There is a category of question that most red light device companies route around. Questions about flicker percentages, waveform shape, switching frequency, electromagnetic field sources, and whether USB-C power actually changes anything. The answers require circuit-level knowledge, and honest answers sometimes reveal uncomfortable differences between products.

Arjen Helder designed the PCB inside the Helder 2. Before that, he co-created the FlexBeam — among the first consumer wearable near-infrared devices — which means this is his second time building a consumer photobiomodulation device from the component level up. We filmed this Q&A in multiple sessions at our bench in Chiang Mai, with an oscilloscope and a solar panel sensor as the opening demonstration. The questions came from our community.

This is the full transcript, edited for readability. Where Arjen pushed back on a question's premise, that is preserved. Where he said he did not know something, that is preserved too.


Before the Questions: Live on the Oscilloscope

Before the structured Q&A, Arjen ran a live bench demonstration using a small solar panel from a previous project as a photodiode sensor, pointed at the Helder 2 electronics and connected to an oscilloscope.

His explanation of why a solar panel works for this: it converts light variation directly to a voltage signal, which the oscilloscope displays in real time. No special equipment needed — the physics of a solar cell makes it a natural flicker detector.

At full Body Mode power: essentially a flat line on the oscilloscope. No measurable flicker. A small amount of noise was present, but Arjen switched the device off and the noise remained — confirming it was ambient RF from the environment, not from the device.

He then pressed the Head Mode button. A signal appeared immediately. He auto-scaled the oscilloscope and the trace resolved into a clean sine wave at approximately 50 kHz.

His comment: "That's what you want. Sine waves are natural. Square waves are man-made. Nothing is square in nature — you walk into any forest and as soon as you see a square, you know one thing for sure: a human made that. So that's what I try to do. I try to make things as close to nature as possible. And if I do have some noise in my output, I want that to be a natural shape."

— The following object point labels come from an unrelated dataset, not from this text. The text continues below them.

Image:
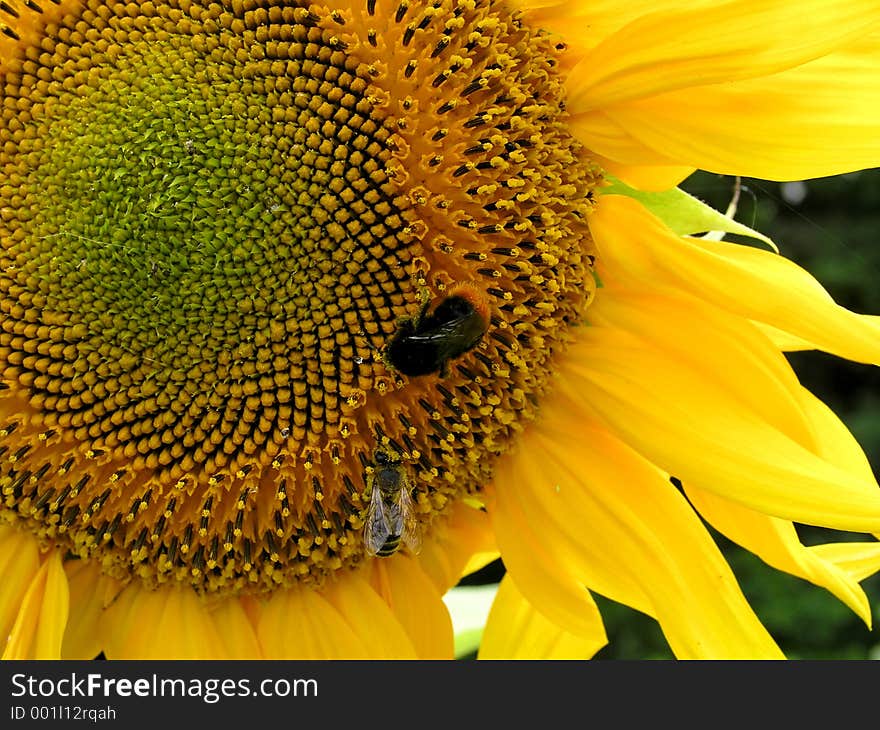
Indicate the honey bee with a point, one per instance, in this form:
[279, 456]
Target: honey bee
[391, 517]
[439, 333]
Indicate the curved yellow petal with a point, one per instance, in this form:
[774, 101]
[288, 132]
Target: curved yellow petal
[517, 630]
[90, 593]
[757, 284]
[687, 416]
[19, 564]
[623, 531]
[417, 604]
[370, 618]
[459, 545]
[713, 44]
[815, 120]
[237, 633]
[834, 441]
[299, 623]
[39, 627]
[585, 24]
[546, 564]
[858, 559]
[168, 623]
[776, 542]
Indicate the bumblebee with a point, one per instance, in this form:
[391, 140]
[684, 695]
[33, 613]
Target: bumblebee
[391, 517]
[439, 333]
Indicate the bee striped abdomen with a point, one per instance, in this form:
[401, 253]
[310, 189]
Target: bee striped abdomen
[389, 547]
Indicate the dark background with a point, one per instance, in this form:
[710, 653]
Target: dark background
[830, 227]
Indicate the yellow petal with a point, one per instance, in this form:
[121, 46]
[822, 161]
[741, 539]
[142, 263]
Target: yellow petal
[458, 546]
[636, 247]
[19, 564]
[39, 627]
[858, 559]
[417, 604]
[90, 593]
[685, 416]
[585, 24]
[516, 630]
[815, 120]
[776, 543]
[619, 527]
[834, 441]
[713, 44]
[547, 567]
[370, 618]
[237, 634]
[168, 623]
[299, 623]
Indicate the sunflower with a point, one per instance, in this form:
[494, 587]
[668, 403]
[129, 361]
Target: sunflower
[291, 290]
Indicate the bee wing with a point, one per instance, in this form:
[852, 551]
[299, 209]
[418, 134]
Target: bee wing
[378, 526]
[412, 535]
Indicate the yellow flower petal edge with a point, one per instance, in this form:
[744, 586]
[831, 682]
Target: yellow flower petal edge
[857, 559]
[589, 506]
[637, 247]
[687, 416]
[301, 624]
[586, 23]
[19, 564]
[713, 44]
[776, 543]
[462, 544]
[812, 121]
[417, 604]
[371, 618]
[517, 630]
[169, 623]
[90, 593]
[39, 627]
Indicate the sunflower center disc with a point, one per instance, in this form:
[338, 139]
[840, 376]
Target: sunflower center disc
[213, 219]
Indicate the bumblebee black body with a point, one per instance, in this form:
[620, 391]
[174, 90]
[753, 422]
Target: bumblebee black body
[426, 343]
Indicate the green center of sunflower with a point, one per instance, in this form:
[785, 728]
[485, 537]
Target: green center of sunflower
[214, 219]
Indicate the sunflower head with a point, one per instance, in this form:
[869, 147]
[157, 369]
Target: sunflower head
[216, 217]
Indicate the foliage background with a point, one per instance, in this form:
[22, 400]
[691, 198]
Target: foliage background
[830, 227]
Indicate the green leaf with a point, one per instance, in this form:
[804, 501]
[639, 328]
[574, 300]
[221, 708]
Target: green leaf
[685, 214]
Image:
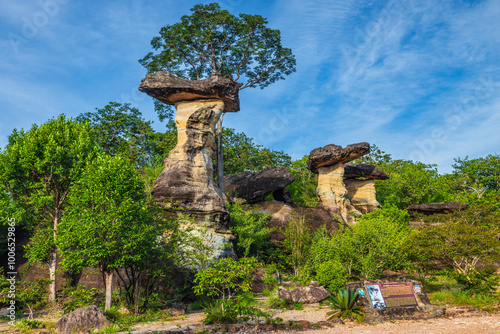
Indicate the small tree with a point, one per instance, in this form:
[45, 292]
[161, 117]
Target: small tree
[213, 41]
[107, 223]
[297, 242]
[37, 169]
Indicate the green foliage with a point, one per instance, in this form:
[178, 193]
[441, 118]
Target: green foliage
[297, 242]
[108, 224]
[80, 296]
[459, 246]
[241, 154]
[250, 231]
[29, 296]
[225, 277]
[343, 305]
[243, 307]
[370, 246]
[120, 129]
[213, 40]
[303, 189]
[332, 274]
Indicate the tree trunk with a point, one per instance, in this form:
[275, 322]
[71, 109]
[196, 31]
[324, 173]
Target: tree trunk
[53, 261]
[108, 281]
[137, 291]
[220, 155]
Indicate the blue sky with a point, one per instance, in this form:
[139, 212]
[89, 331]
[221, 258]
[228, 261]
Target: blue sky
[420, 79]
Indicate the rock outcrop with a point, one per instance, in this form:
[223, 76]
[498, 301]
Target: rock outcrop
[364, 171]
[433, 208]
[328, 162]
[170, 89]
[187, 179]
[82, 320]
[362, 193]
[253, 187]
[311, 293]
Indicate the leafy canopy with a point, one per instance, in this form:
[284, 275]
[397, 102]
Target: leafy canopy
[213, 40]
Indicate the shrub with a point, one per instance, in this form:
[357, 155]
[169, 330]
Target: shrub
[343, 305]
[332, 275]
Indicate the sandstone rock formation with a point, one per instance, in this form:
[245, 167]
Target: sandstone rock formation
[254, 187]
[187, 179]
[311, 293]
[328, 162]
[82, 320]
[432, 208]
[362, 193]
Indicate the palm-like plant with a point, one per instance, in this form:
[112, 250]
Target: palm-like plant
[343, 304]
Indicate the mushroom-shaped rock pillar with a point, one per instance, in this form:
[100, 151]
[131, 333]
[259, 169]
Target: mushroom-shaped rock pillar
[187, 179]
[328, 162]
[362, 193]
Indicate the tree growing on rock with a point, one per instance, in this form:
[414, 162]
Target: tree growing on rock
[37, 169]
[213, 41]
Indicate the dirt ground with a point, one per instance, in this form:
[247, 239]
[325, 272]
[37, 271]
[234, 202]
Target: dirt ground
[463, 321]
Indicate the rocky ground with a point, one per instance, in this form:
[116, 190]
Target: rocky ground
[311, 320]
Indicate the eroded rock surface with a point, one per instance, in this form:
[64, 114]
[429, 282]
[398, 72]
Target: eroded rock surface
[253, 187]
[364, 171]
[362, 195]
[82, 320]
[432, 208]
[311, 293]
[334, 154]
[170, 89]
[187, 179]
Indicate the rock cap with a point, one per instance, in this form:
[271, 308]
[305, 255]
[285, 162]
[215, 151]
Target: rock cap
[364, 171]
[170, 89]
[332, 154]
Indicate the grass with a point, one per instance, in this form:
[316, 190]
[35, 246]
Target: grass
[490, 303]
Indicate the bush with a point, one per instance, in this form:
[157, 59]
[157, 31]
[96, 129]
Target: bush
[250, 231]
[343, 305]
[332, 275]
[80, 296]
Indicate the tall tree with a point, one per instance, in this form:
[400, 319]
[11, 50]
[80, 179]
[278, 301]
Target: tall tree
[38, 168]
[107, 223]
[213, 41]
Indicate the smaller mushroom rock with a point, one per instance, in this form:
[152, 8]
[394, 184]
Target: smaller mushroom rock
[362, 195]
[432, 208]
[334, 154]
[170, 89]
[254, 187]
[364, 171]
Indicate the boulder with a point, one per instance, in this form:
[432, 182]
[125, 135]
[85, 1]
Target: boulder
[364, 171]
[432, 208]
[334, 154]
[311, 293]
[170, 89]
[253, 187]
[82, 320]
[362, 195]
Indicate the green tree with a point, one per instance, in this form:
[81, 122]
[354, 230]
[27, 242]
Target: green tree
[297, 243]
[213, 41]
[107, 223]
[37, 169]
[241, 154]
[120, 129]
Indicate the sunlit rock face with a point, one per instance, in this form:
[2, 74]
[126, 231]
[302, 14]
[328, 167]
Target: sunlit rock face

He then probed directly on the PCB to show what the driver itself produces at full power — a small residual pulse visible at very high oscilloscope magnification (200 millivolts range). This demonstrates the difference between what the driver chip generates and what the capacitors deliver to the LEDs. The capacitors absorb and smooth that driver-level signal before it becomes light.

Key finding: Optical output in Body Mode — no measurable flicker. Head Mode — a clean sine wave at approximately 50 kHz, above any perceptible or biologically relevant threshold.


Why Do LEDs Flicker in the First Place?

The LED itself does not flicker by design. The driver does.

LEDs are current-controlled devices, not voltage-controlled like a traditional incandescent bulb. An incandescent runs on whatever voltage you supply; an LED will draw as much current as it can and destroy itself if nothing limits the flow. Every LED product therefore uses a driver chip — a controller that limits current to a defined value.

The flicker you see in cheap LED bulbs comes from the driver, not the emitter. Specifically, it comes from a driver that is not adequately buffering the mains supply. Mains power in a 50 Hz country produces a pulsing DC signal at 100 Hz after rectification. Higher-quality LED bulbs historically used a 400V capacitor to buffer that signal; the cheap ones do not. If the driver passes that 100 Hz pulsation through to the LEDs without smoothing it, you get 100 Hz flicker — exactly the range where human vision is most sensitive.

This is not an LED problem. It is a driver design and component quality problem.


What Causes Flicker Specifically in Red Light Therapy Panels?

Red light therapy panels use the same LED fundamentals, but add a second flicker source: PWM dimming.

PWM — Pulse Width Modulation — is the standard method for controlling average power through an LED without wasting energy as heat. Rather than running the LED at partial voltage, the driver switches the LED fully on and fully off at high speed. At 50% duty cycle — equal on and off time — you get half the average power. The analogy Arjen uses: controlling water flow not by partially closing a valve, but by opening and closing it rapidly at a fixed interval. Inefficient for plumbing; highly efficient for electronics.

The problem is low-frequency PWM without filtering. A driver switching at 200 Hz with no smoothing produces a 200 Hz square wave at the LEDs — a square wave of light intensity that the nervous system can detect even if you are not consciously aware of seeing it pulse. This is measurable, and it shows up on slow-motion phone footage.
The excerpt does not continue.